Fairtrade oder Fairwashing?

Arbeitsbedingungen
Die Aktion 3. Welt Saar und die Gewerkschaft „Nahrung Genuss Gaststätten“ im Saarland weisen auf eine Schwachstelle des fairen Handels hin: Wie Arbeiterinnen und Arbeiter hier bei uns behandelt werden, spielt oft keine Rolle.

Durch fairen Handel soll die Situation der Produzenten im globalen Süden verbessert werden. Dazu vergibt die Organisation Transfair ein Siegel auf Waren wie Kaffee, Tee, Schokolade, Blumen oder T-Shirts. Das Siegel bestätigt, dass das Produkt die Kriterien wie Mindestpreise und Fairtrade-Prämie, Verbot von Kinder- und Zwangsarbeit, geregelte Arbeitsbedingungen und Versammlungsfreiheit erfüllt.

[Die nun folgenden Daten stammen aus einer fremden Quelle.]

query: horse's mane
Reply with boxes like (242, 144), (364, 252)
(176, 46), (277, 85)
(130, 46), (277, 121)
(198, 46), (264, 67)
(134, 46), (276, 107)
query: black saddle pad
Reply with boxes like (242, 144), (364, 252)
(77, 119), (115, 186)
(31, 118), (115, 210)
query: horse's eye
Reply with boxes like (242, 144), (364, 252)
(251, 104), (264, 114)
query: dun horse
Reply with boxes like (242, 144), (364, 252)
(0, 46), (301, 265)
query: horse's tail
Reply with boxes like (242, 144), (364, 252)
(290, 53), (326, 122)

Auch Kaffee von Starbucks oder von Discountern wie etwa Lidl trägt das Transfair-Siegel. Diese Unternehmen weisen jedoch Defizite bei den Arbeitnehmerrechten hierzulande auf, sagen Kritiker. „Auf diese Diskrepanz wollen wir hinweisen“, sagt Roland Röder von der Aktion 3. Welt Saar. „Zu einer fairen Welt gehören für uns auch faire Löhne – überall auf der Welt.“ Wenn Lidl und Starbucks von Transfair zertifizierten Kaffee verkaufen, dann sei das „Greenwashing“ oder genauer „Fairwashing“.

Mit einem Stadtrundgang in Saarbrücken hat die Aktion 3. Welt Saar auf die Probleme hingewiesen. An Stationen in der Innenstadt wie der Staatskanzlei, Starbucks, McDonald‘s und dem Textildiscounter Primark erhielten interessierte Teilnehmer Hintergrundinformationen zum Thema fairer Handel und Arbeitsrechte für Beschäftigte in Deutschland.

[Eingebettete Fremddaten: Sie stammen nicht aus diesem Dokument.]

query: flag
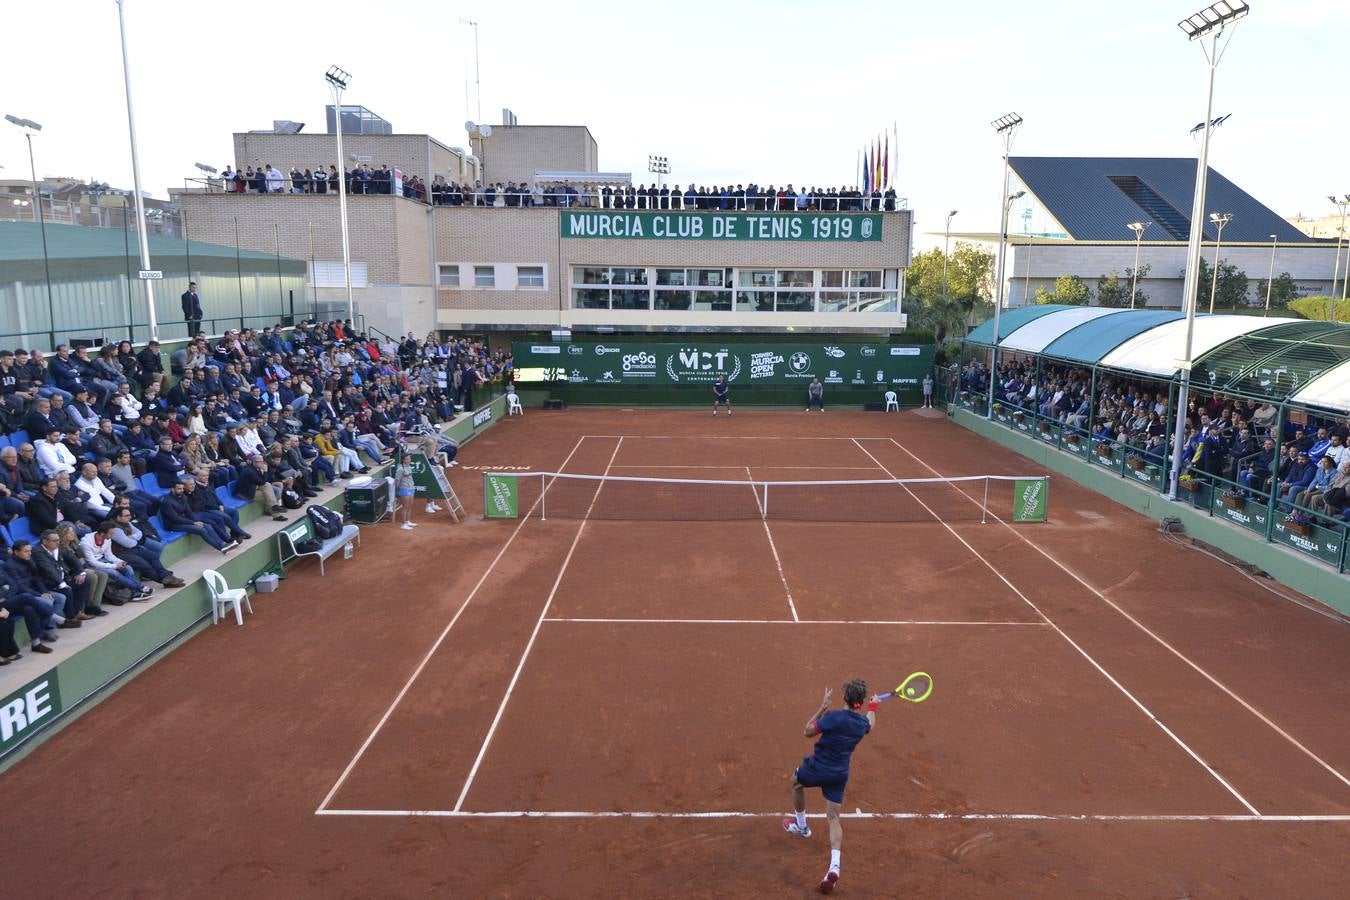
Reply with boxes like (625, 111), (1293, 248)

Prekäre Arbeitsbedingungen bei Starbucks

Seit Jahren gibt es innerhalb der Fairhandelsbewegung Meinungsverschiedenheiten über angemessene Standards. Importeure fair gehandelter Waren wie Gepa, El Puente und dwp haben das Siegelsystem von Transfair deshalb verlassen. Sie legen teilweise höhere Standards für ihre Waren fest und betonen mit eigenen Siegeln, dass sie anders als etwa Lidl nicht nur einige ausgewählte faire Produkte anbieten, sondern ausschließlich mit solchen Waren handeln.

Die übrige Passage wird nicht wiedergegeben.